Vanuatu will undoubtedly be high on our all-time list of favourites and entering Ureparapara after a sleepless and stormy night is unique. It is the crater of a formerly very active volcano, the walls of which have partly caved in, creating an opening for the daring sailor-cruiser! For Google Earth: 13,32.5 S and 167,20.5 E.

Upon arrival, the chief of the village, Mr Nicholsson, came with flowers to welcome us and soon after us, some other boats came in. We had breakfast and slept for a while. There was a party that night, starting on Thetis and ending on Hako. There are nice people everywhere.

The weather forecast for the next five days promises increasing wind speeds, so we will stay. We don’t mind leaving in bad weather when the situation will improve while underway, but don’t like leaving when the weather will deteriorate! Chief Nicholson was having a big meeting to settle land disputes but found time the next day to proudly show us his village of 250 people. It is neat and well organized. He was excited about us bringing him a big tin of Nescafe and a telephone card. His wife Melody, who had made the flower garlands, also received some gifts.

We charged the chief’s house battery and telephone on board, brought some first aid items for Melody, who acts as the local nurse and also met with Selwyn, proud father of seven children and grandfather of 37 grandchildren. We had some nice walks along the beach, visited the gardens where they tend coconut palm trees and vegetables and waited for better weather. The weather deteriorated! I guess we will be here for another week. I never holed-up for so long!

In the meantime, we were invited to have dinner with Chief’s family on Sunday night. It was interesting and the food was nice, but a bit bland. While talking about different cultures and what people eat, I mentioned a friend of mine who prefers hamburgers in McDonald’s and the Chief asked:” What is a McDonalds”? I then realized that we are indeed at the end of the world here in Ureparapara! (A few days later, he must have had the same thought when he was on board with us and I explained upon request that “this is an electrical toothbrush”.).

Some of the huts have solar panels and during the evening we see some lights and hear the custom drums. The chief is planning to have a festival on the 30th of July and the youths are practising. In the meantime, we introduced “Jeu de Boulles”, which was received well. Annette made a pair of curtains for Melody’s kitchen/dining place!

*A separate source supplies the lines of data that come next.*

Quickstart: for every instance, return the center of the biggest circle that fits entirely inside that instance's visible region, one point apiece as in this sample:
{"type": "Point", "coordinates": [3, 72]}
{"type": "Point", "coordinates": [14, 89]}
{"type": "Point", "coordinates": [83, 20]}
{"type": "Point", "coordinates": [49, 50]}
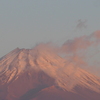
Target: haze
{"type": "Point", "coordinates": [24, 23]}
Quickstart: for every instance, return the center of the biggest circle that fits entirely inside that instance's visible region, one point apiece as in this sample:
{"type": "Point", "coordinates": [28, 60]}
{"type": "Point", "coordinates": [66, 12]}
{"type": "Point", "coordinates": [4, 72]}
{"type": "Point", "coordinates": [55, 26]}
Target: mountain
{"type": "Point", "coordinates": [41, 74]}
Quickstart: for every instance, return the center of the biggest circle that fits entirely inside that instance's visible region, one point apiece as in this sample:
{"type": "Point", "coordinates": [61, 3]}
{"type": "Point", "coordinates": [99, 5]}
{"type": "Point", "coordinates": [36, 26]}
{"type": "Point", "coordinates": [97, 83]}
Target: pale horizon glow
{"type": "Point", "coordinates": [25, 23]}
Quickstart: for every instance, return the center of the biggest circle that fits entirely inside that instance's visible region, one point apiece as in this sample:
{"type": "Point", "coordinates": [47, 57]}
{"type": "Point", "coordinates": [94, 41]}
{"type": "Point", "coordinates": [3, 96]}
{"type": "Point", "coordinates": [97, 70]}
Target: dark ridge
{"type": "Point", "coordinates": [32, 93]}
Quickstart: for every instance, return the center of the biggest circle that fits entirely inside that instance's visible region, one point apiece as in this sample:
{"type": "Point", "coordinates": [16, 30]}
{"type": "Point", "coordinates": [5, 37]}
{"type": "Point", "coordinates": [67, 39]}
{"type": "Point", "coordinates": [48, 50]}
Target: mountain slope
{"type": "Point", "coordinates": [25, 70]}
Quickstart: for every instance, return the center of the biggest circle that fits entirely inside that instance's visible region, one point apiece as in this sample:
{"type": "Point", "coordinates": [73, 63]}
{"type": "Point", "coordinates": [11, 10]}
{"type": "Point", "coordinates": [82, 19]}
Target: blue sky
{"type": "Point", "coordinates": [24, 23]}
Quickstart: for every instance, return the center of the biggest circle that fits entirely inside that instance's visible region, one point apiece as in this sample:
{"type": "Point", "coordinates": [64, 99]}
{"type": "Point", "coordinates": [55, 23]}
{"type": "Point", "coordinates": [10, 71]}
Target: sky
{"type": "Point", "coordinates": [25, 23]}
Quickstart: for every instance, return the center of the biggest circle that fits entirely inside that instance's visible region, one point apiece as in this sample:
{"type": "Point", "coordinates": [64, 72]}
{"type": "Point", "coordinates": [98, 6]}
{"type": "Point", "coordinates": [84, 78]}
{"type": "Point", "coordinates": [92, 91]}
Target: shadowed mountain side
{"type": "Point", "coordinates": [28, 83]}
{"type": "Point", "coordinates": [53, 93]}
{"type": "Point", "coordinates": [32, 93]}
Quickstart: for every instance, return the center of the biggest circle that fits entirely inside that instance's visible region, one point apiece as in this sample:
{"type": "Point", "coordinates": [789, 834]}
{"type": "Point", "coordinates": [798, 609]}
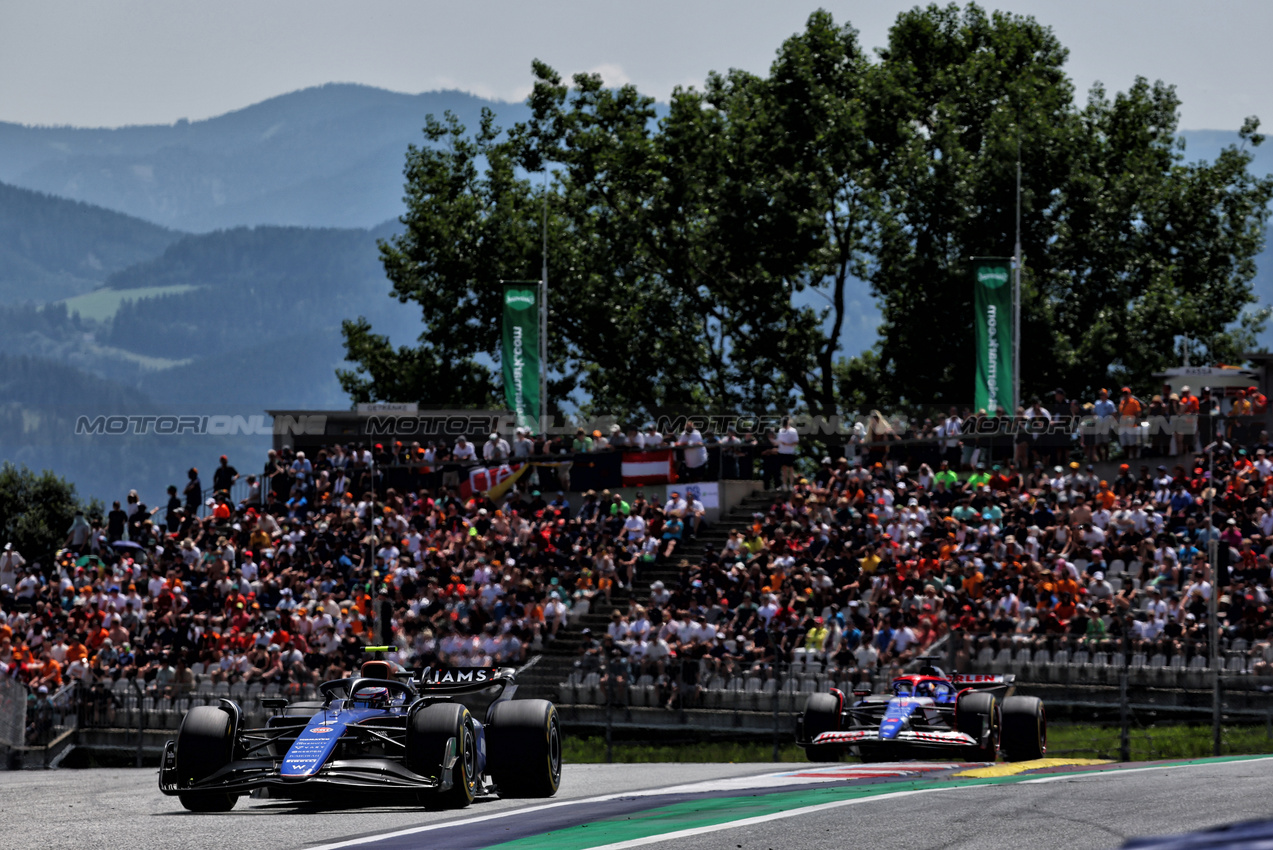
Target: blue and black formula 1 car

We left on Monday 16, with a better weather forecast than what we experienced. Not always pleasant and too fast for our planning en route to Rennell Island. An irritating noise which had hunted us for some time (because it hinted at a problem with the rudder shaft) proved to be a steering cable which was too slack. We became mechanics again at high sea! On the third moonless, but starry night (Venus and Jupiter are bright in the night sky) a fisherman tried to collide with us, full lights on, nobody awake! It was the first boat we have seen in ages and we were forced to take evasive action! Annette called me and we went on another course for a while. The same night something else happened: without us noticing it, one or two Bobbies decided to use our bimini and solar panels as a resting place. The next morning we found ample evidence that the day before had been good for fishing, although we only caught a five-kilogram Skipjack tuna. Because we were too early, we had to heave to during part of the fourth night.